Back when I was a kid—way before computers were a reality—I read that, in the future, humans would rely on their brains far more than on their bodies. Because we’d be sitting and thinking all day (as well as working on mysterious-sounding computers while robots cleaned our homes and made our dinners), our heads would become huge to accommodate our big brains and our bodies would shrink and shrivel up due to inactivity. Drawings of massive heads attached to stick bodies always accompanied the futuristic stories. Nobody ever explained how our little bodies would be able to hold up our gargantuan heads.
As it turned out, our heads haven’t grown noticeably, but our bodies have expanded because we sit so much (and eat so much).
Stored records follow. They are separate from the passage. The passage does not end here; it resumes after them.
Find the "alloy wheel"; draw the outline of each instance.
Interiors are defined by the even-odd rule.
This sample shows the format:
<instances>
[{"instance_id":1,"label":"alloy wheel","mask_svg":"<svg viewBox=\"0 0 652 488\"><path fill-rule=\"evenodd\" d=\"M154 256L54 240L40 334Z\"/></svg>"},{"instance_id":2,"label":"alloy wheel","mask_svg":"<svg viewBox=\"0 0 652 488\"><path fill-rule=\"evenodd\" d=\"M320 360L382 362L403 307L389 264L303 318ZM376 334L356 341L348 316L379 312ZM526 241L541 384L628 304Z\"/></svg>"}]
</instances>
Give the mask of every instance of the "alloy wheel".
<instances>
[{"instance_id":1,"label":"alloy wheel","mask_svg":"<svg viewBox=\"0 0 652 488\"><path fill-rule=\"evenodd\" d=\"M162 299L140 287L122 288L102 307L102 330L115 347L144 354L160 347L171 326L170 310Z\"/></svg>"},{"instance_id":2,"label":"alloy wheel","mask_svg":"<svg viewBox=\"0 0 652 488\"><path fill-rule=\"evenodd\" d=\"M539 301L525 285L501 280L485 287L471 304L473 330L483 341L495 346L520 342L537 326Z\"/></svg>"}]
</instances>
Rear end size has hit an all-time high, and instead of addressing the problem, society has decided to embrace it and make big derrières fashionable, at least for women. (Fat-bottomed men aren’t yet considered desirable; but then Queen didn’t write a song about them.)
You have to marvel at human resiliency. “If you can’t beat ’em, join ’em” is a sensible approach. As long as the rest of your body isn’t an unhealthy weight, there really isn’t any reason to reject your big bottom. Body shapes go in and out of fashion, just like clothing styles. If you can’t attain a large posterior on your own—some women will have to struggle harder than others— you can now get implants. Butt implants and breast implants are very popular at this point in our evolution. The female form in profile is beginning to look like a cartoonist’s exaggerated rendering. Which isn’t a bad thing. It just takes some getting used to.
I only hope men don’t decide to jump on the butt implant bandwagon. That could really take some getting used to.